Arm Neoverse N-Series and V-Series processors do not implement SMT (Simultaneous Multithreading) technology. When running on an Arm Neoverse processor, every thread always has access to the full resources of the processor. This makes for more predictable execution in a cloud environment, ensures every thread gets full access to processor resources, and provides stronger protection against unintended data leaks between threads.

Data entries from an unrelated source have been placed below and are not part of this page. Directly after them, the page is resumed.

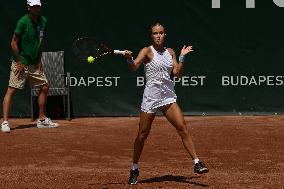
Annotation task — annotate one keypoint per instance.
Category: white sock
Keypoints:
(4, 122)
(196, 160)
(134, 166)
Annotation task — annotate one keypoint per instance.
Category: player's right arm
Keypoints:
(133, 65)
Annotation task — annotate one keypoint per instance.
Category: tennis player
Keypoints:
(26, 46)
(159, 94)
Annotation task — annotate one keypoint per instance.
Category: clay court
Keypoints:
(241, 152)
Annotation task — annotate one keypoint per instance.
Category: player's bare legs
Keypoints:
(175, 116)
(7, 102)
(42, 101)
(43, 121)
(145, 124)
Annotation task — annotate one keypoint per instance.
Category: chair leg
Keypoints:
(64, 104)
(68, 106)
(32, 108)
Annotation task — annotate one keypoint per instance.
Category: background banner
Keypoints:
(236, 67)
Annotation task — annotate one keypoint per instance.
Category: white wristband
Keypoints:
(130, 61)
(181, 58)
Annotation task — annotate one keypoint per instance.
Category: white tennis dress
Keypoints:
(159, 89)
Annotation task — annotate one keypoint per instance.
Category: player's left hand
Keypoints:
(39, 67)
(185, 50)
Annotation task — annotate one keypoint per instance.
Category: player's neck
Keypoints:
(34, 17)
(159, 48)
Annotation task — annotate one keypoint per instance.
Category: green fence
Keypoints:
(236, 68)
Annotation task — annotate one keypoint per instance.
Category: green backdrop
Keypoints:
(236, 67)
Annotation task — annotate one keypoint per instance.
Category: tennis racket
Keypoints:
(86, 48)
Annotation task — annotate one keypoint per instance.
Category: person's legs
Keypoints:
(42, 101)
(7, 102)
(37, 78)
(145, 123)
(175, 116)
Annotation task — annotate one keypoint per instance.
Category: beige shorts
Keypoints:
(30, 73)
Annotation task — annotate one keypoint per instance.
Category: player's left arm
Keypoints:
(42, 48)
(178, 66)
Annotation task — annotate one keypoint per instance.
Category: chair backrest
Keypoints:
(53, 67)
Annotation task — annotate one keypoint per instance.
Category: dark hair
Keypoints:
(153, 25)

In a processor that implements SMT technology, each physical processor is divided into two or more logical cores. These logical cores share some resources with each other. For example, a common design shares execution units used for cryptography, video, or AI processing along with other processor structures such as branch predictors, prefetchers, and caches. In an SMT system each logical core has its own registers and a program counter, enabling each logical core to execute an independent execution thread. Typical SMT implementations in the market include Intel’s Hyper-Threading and AMD’s SMT.
When comparing utilization between Arm Neoverse processors and other processor architectures that enable SMT, sometimes it can be the case that Arm appears to show higher CPU usage under a similar light load level. This can give operators the impression that Arm platforms have less headroom available for expansion. In this blog post, we will explore why the "CPU Utilization" metric may be misleading in light load scenarios when comparing systems with and without SMT.

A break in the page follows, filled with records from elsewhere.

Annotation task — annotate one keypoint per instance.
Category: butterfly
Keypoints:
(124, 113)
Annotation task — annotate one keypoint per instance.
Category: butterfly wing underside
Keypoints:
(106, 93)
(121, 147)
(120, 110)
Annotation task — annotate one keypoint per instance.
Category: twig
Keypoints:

Linux calculates CPU utilization based on whether the core is working on something or idle. Logical cores in SMT mode share the execution resources of the physical core. In light load situation, logical cores can run at the full speed of a physical core. In this case OS may show low CPU usage. But this does not mean the physical core load is that low because the loads from both logical cores are added to the physical core.
This can make a lightly loaded system look like it has more spare capacity on a SMT system than a system without SMT. For example, consider the following significantly simplified scenario.
Figure 1: CPU Usage Explanation Under SMT
When looking at the utilization of the logical cores in this example an operator may conclude they had capacity to handle 14 more web requests. However, they only have capacity to handle 4 more.
Note that this example is simplified from a realistic workload, which may see lower physical processor utilization depending on the dynamic conditions that enable sharing of physical processor resources between the logical cores. This unpredictability can be a challenge when trying to estimate how much headroom may be present on your system.
In this blog post, we will create a micro benchmark as well as using real workload to demonstrate this behavior on an SMT system.
The micro benchmark is lots of loads from small array and some simple math work, this could create large IPC that can fully utilize the available execution units of a physical processor. To simulate different load levels, we add different sleeps during calculation loops. Load level 1 is the lightest and 7 is the heaviest. On the SMT-Enabled system, we run the program first on one logical core, and then run on both logical cores of the same physical processors for all load levels. For non-SMT system, we use Arm Neoverse N2. We run on two cores that are attached to the same Arm CMN cross point. Note, we disabled vectorization in compiling because most code in real workloads isn't as vectorization friendly as this microbenchmark.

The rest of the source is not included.